Computational systems, by contrast, typically assume that: objectives are stable, constraints are fixed or explicitly updated, evaluation criteria are known in advance (Wiggins, 2006; Grace et al., 2015). When creative direction shifts implicitly—through interaction history or evolving context—these systems lack mechanisms to notice, let alone regulate, the resulting misalignment. They continue to act as if the creative situation were unchanged (Edmonds & Candy, 2010).
3.4 Consequence: Structural Drift Without Awareness
The consequence of ignoring interactional drift is that systems optimized for local success can drift structurally without noticing. They continue to generate valid outputs while losing their grip on the creative situation they are embedded in (Suchman, 1987; Davis, 2013).
This failure mode is especially pronounced in long-duration interaction.
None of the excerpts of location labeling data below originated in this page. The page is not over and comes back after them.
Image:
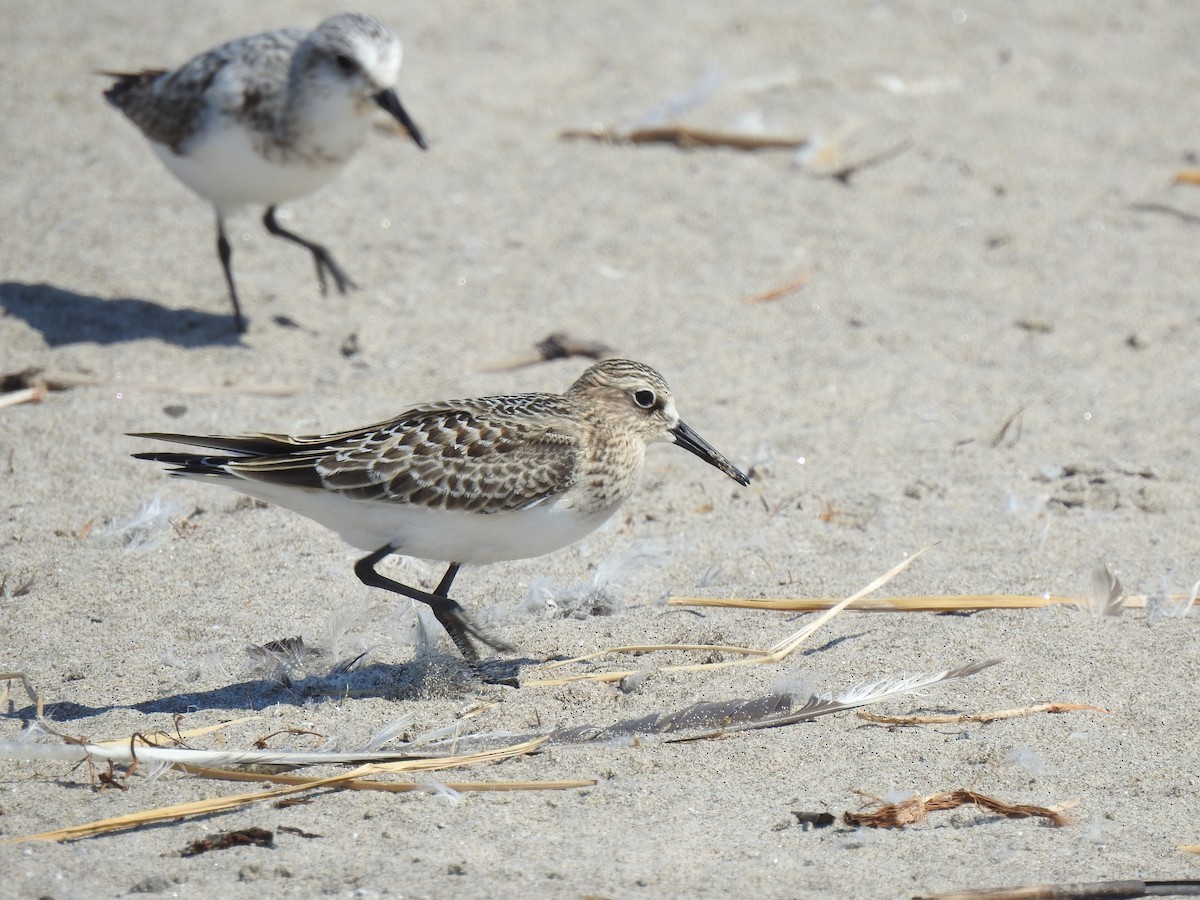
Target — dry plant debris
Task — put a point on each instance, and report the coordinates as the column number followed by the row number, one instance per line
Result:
column 783, row 291
column 1077, row 891
column 744, row 655
column 9, row 678
column 685, row 137
column 225, row 840
column 983, row 718
column 916, row 809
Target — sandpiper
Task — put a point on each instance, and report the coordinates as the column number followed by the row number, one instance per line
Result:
column 463, row 480
column 267, row 119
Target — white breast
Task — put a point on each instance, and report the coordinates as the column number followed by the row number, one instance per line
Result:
column 445, row 535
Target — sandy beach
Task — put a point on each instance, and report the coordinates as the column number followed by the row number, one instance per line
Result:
column 959, row 316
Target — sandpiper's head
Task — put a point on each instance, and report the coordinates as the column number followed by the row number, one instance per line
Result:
column 359, row 54
column 639, row 397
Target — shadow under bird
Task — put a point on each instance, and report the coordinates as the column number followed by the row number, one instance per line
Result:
column 463, row 481
column 269, row 118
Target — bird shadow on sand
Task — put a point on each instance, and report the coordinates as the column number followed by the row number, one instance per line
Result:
column 65, row 317
column 373, row 681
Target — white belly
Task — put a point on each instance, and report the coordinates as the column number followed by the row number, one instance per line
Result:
column 226, row 168
column 444, row 535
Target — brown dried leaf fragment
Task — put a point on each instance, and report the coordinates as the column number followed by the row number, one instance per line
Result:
column 916, row 809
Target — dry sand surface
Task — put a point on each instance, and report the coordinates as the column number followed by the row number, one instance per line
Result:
column 1018, row 253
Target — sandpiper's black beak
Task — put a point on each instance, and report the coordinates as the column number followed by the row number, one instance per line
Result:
column 390, row 102
column 690, row 441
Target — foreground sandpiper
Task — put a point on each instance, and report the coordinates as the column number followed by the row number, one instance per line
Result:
column 463, row 480
column 267, row 119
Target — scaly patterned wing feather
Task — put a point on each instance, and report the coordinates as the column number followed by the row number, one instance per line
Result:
column 471, row 456
column 169, row 107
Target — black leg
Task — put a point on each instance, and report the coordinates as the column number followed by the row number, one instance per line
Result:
column 226, row 252
column 451, row 616
column 319, row 255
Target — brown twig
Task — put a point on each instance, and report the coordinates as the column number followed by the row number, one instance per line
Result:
column 984, row 718
column 687, row 137
column 783, row 291
column 845, row 173
column 916, row 809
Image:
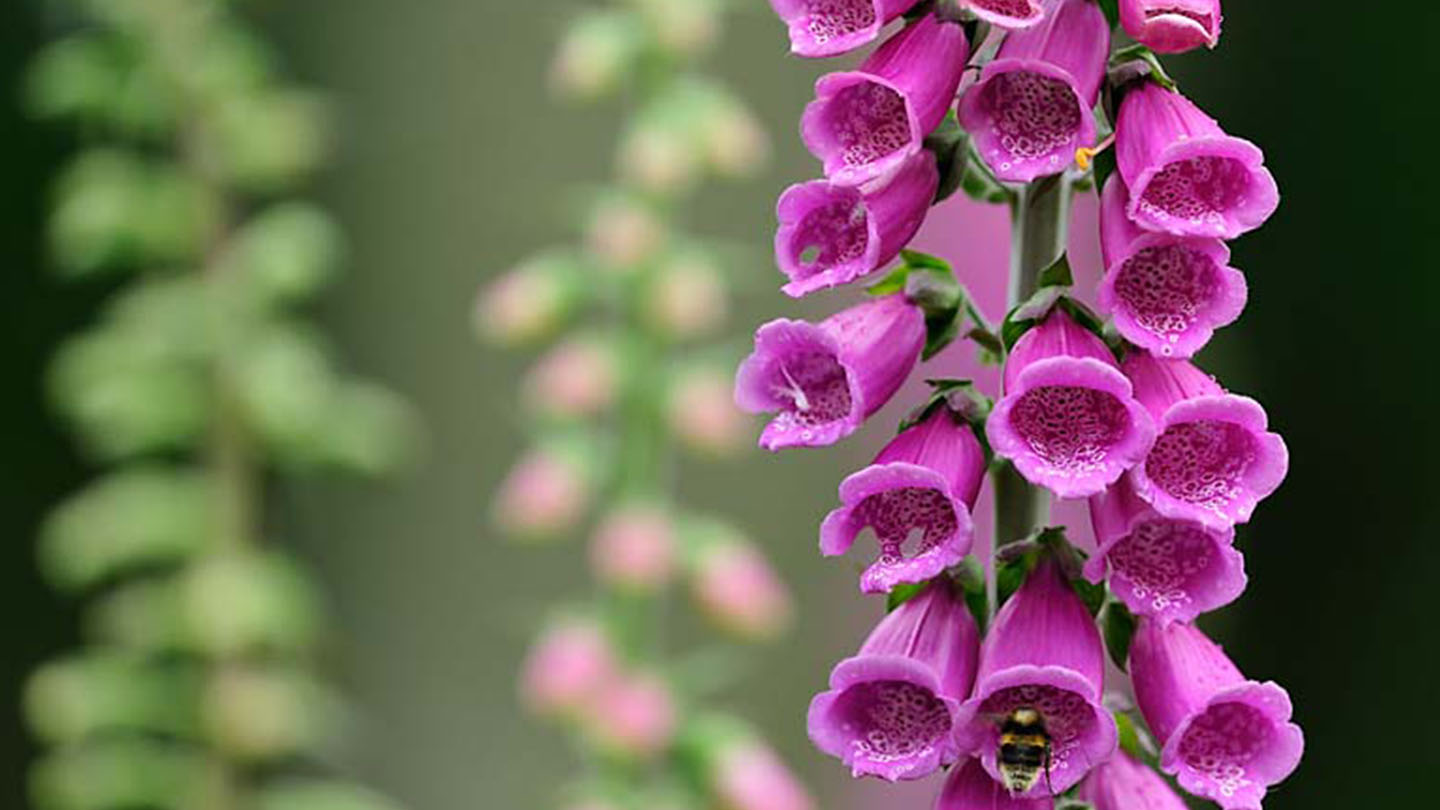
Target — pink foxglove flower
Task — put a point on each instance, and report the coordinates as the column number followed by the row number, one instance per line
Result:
column 1224, row 738
column 833, row 235
column 825, row 379
column 923, row 482
column 1168, row 568
column 969, row 787
column 1121, row 783
column 1005, row 13
column 568, row 666
column 890, row 709
column 1031, row 108
column 1043, row 653
column 1167, row 293
column 864, row 124
column 1214, row 460
column 827, row 28
column 1171, row 26
column 1185, row 175
column 1069, row 421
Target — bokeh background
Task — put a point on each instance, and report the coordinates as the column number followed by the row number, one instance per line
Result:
column 455, row 163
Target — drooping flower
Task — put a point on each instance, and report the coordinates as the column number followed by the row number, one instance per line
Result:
column 866, row 123
column 969, row 787
column 1031, row 108
column 833, row 235
column 568, row 666
column 1043, row 653
column 1161, row 567
column 890, row 709
column 1185, row 175
column 827, row 28
column 1224, row 738
column 1167, row 293
column 825, row 379
column 1067, row 421
column 1005, row 13
column 923, row 482
column 1213, row 460
column 1121, row 783
column 1171, row 26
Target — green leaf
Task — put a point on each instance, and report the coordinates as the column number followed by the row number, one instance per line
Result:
column 1119, row 629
Short exchanges can mask drift; extended collaboration exposes it (Kantosalo et al., 2015). Without a concept of regulation distinct from optimization or learning, systems have no way to respond to the slow accumulation of misalignment that defines creative breakdown.
Recognizing interactional drift reframes the problem of computational creativity. The central challenge is no longer how to generate novel artifacts, but how to maintain coherent engagement over time as creative conditions change. The next section introduces regulated sense-making as a response to this challenge.
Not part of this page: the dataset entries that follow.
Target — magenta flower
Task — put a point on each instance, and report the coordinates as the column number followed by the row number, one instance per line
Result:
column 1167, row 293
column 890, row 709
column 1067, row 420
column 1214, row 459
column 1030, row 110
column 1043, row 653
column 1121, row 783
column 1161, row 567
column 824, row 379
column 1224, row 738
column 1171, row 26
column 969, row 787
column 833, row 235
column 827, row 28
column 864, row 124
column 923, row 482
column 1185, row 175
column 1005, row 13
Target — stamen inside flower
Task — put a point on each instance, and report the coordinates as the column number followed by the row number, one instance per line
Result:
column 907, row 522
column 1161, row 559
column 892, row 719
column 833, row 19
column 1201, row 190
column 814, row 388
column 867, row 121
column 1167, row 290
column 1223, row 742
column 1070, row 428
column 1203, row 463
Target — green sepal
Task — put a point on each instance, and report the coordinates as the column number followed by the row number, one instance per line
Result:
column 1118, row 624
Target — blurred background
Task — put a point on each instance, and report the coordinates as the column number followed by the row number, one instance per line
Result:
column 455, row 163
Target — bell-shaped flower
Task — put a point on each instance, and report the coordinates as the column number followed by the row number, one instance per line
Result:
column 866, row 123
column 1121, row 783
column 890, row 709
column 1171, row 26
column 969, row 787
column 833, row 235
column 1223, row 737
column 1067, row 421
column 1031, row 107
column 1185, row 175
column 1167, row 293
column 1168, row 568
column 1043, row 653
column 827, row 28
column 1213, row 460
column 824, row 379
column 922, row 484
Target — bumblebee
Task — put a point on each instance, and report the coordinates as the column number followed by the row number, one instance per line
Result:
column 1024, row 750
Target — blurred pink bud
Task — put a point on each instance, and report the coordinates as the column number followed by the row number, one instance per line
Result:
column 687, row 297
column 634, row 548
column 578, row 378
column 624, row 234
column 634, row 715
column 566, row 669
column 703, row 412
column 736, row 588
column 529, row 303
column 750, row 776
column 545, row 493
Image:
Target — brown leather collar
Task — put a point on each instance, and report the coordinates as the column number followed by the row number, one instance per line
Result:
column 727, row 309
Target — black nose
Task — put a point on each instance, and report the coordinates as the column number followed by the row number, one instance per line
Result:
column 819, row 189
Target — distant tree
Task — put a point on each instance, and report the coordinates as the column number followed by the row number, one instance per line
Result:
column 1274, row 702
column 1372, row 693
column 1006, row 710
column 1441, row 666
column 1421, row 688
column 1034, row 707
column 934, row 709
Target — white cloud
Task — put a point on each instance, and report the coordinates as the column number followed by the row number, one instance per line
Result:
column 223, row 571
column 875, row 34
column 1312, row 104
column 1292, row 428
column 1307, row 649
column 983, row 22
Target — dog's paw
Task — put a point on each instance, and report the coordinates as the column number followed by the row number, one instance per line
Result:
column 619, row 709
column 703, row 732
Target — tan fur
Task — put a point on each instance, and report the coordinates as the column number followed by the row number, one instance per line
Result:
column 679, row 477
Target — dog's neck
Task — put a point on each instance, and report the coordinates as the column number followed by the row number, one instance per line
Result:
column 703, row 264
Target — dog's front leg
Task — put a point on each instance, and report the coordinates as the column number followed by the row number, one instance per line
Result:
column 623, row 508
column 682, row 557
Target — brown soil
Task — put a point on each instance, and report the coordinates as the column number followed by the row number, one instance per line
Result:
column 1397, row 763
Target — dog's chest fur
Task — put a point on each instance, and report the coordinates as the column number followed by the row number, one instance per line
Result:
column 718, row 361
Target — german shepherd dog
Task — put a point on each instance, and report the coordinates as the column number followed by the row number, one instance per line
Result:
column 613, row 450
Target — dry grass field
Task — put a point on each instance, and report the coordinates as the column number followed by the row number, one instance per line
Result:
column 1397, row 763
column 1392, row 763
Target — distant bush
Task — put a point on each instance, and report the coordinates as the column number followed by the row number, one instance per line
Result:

4. Co-Creativity as Regulated Sense-Making
The central claim of this paper is that creativity is not best understood as the production of novel artifacts or ideas, but as the capacity to sustain coherent engagement under conditions of interactional drift. This claim aligns with growing critiques of output-centric models of creativity and intelligence, which argue that novelty and quality alone are insufficient to explain sustained creative practice (Dewey, 1934; Sawyer, 2012; Edmonds, 2018). Instead, creativity must be understood as a form of regulated sense-making that unfolds over time.
This shift requires rethinking both creativity and intelligence: away from generation and evaluation, and toward the regulation of engagement as conditions change (Di Paolo et al., 2017; Davis, 2013).
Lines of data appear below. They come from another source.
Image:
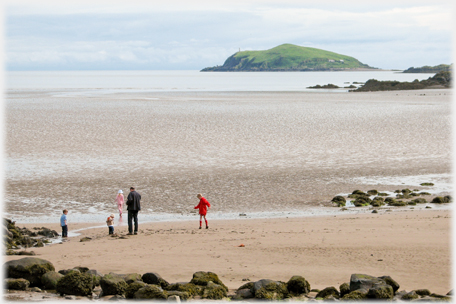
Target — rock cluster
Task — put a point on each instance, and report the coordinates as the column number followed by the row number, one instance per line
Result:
column 16, row 238
column 403, row 197
column 34, row 274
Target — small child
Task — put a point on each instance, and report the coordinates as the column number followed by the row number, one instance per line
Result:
column 63, row 223
column 110, row 222
column 203, row 206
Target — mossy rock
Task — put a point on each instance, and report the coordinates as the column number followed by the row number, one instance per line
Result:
column 298, row 285
column 270, row 290
column 328, row 291
column 420, row 200
column 248, row 285
column 356, row 295
column 339, row 200
column 190, row 288
column 381, row 292
column 362, row 201
column 410, row 296
column 75, row 283
column 132, row 288
column 155, row 278
column 202, row 278
column 214, row 291
column 16, row 284
column 50, row 279
column 151, row 292
column 132, row 277
column 113, row 285
column 344, row 289
column 31, row 269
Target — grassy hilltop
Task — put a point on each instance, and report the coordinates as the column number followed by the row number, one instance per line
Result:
column 288, row 57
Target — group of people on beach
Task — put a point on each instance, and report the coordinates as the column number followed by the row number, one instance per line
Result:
column 133, row 207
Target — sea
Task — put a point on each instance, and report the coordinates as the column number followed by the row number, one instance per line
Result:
column 32, row 96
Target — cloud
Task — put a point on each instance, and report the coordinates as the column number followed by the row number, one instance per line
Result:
column 156, row 36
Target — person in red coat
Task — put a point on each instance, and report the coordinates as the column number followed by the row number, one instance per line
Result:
column 202, row 206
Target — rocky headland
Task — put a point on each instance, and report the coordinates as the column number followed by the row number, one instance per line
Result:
column 39, row 276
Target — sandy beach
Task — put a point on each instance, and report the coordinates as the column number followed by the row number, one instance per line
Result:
column 413, row 247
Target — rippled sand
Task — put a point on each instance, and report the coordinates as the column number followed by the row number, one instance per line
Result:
column 244, row 151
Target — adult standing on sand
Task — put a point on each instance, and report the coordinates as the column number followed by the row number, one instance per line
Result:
column 133, row 207
column 120, row 201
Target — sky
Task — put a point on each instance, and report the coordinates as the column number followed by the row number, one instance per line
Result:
column 192, row 35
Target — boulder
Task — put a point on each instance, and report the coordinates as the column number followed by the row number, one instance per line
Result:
column 132, row 277
column 75, row 283
column 270, row 290
column 214, row 291
column 328, row 291
column 181, row 294
column 344, row 289
column 339, row 200
column 31, row 269
column 298, row 285
column 150, row 292
column 202, row 278
column 49, row 280
column 381, row 292
column 132, row 288
column 154, row 278
column 388, row 280
column 356, row 295
column 16, row 284
column 112, row 285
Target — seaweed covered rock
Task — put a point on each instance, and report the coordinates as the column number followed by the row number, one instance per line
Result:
column 112, row 285
column 344, row 289
column 132, row 288
column 202, row 278
column 214, row 291
column 339, row 200
column 154, row 278
column 151, row 292
column 356, row 295
column 442, row 200
column 389, row 280
column 190, row 288
column 17, row 284
column 75, row 283
column 31, row 269
column 328, row 291
column 298, row 285
column 50, row 279
column 132, row 277
column 270, row 290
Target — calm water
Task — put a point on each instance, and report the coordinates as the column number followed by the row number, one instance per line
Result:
column 108, row 81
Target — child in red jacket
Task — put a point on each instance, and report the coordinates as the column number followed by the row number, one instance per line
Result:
column 202, row 206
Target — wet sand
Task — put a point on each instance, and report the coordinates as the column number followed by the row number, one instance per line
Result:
column 245, row 151
column 413, row 247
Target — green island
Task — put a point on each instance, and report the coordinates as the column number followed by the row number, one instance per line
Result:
column 430, row 69
column 288, row 57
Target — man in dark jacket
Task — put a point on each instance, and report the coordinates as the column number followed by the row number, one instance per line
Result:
column 133, row 206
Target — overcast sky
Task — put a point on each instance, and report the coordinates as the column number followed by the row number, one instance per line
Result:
column 191, row 35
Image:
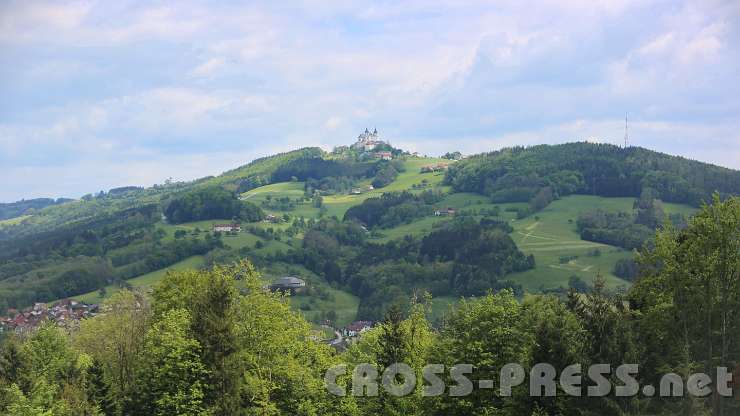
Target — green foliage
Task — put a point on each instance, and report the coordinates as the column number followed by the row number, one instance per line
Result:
column 519, row 174
column 393, row 208
column 210, row 203
column 26, row 206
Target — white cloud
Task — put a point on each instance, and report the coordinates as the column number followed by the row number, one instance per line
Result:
column 93, row 80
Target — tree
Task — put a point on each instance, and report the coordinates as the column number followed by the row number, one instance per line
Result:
column 115, row 339
column 172, row 377
column 689, row 294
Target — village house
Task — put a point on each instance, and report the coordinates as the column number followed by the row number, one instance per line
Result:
column 384, row 155
column 290, row 284
column 356, row 328
column 227, row 228
column 66, row 313
column 439, row 167
column 367, row 141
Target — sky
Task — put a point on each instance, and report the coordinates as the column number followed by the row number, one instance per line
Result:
column 96, row 95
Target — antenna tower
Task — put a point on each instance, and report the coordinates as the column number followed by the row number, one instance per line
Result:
column 626, row 131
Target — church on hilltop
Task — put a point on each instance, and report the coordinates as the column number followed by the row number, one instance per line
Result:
column 367, row 141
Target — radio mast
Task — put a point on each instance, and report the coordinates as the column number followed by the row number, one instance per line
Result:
column 626, row 131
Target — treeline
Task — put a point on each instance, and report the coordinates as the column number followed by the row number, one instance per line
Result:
column 216, row 343
column 318, row 168
column 464, row 257
column 393, row 208
column 211, row 203
column 624, row 229
column 521, row 174
column 23, row 207
column 86, row 255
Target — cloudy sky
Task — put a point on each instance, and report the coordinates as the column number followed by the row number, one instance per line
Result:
column 95, row 95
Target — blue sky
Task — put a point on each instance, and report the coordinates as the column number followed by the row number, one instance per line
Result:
column 103, row 94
Definition of Co-Creativity
In this paper, co-creativity is not defined by shared authorship, role symmetry, or collaborative intent. Nor is it equated with responsiveness, turn-taking, or mutual influence alone (cf. Grace et al., 2015). Instead, co-creativity is understood as a form of regulated sense-making that unfolds at the level of interaction.
Under this account, creative activity becomes co-creative when coherence is maintained not by any single agent, but by the ongoing regulation of salience, relevance, and direction across participants as conditions change (De Jaegher & Di Paolo, 2007; Sawyer, 2012). What is shared is not a goal, representation, or evaluative criterion, but the responsibility for sustaining viable engagement under drift.
Co-creativity, on this view, is therefore neither reducible to individual creativity multiplied nor to coordination toward predefined outcomes. It is an emergent property of interactional regulation: a trajectory of sense-making that persists only insofar as drift is detected, negotiated, and reorganized within the interaction itself (Davis, 2013; Edmonds & Candy, 2010).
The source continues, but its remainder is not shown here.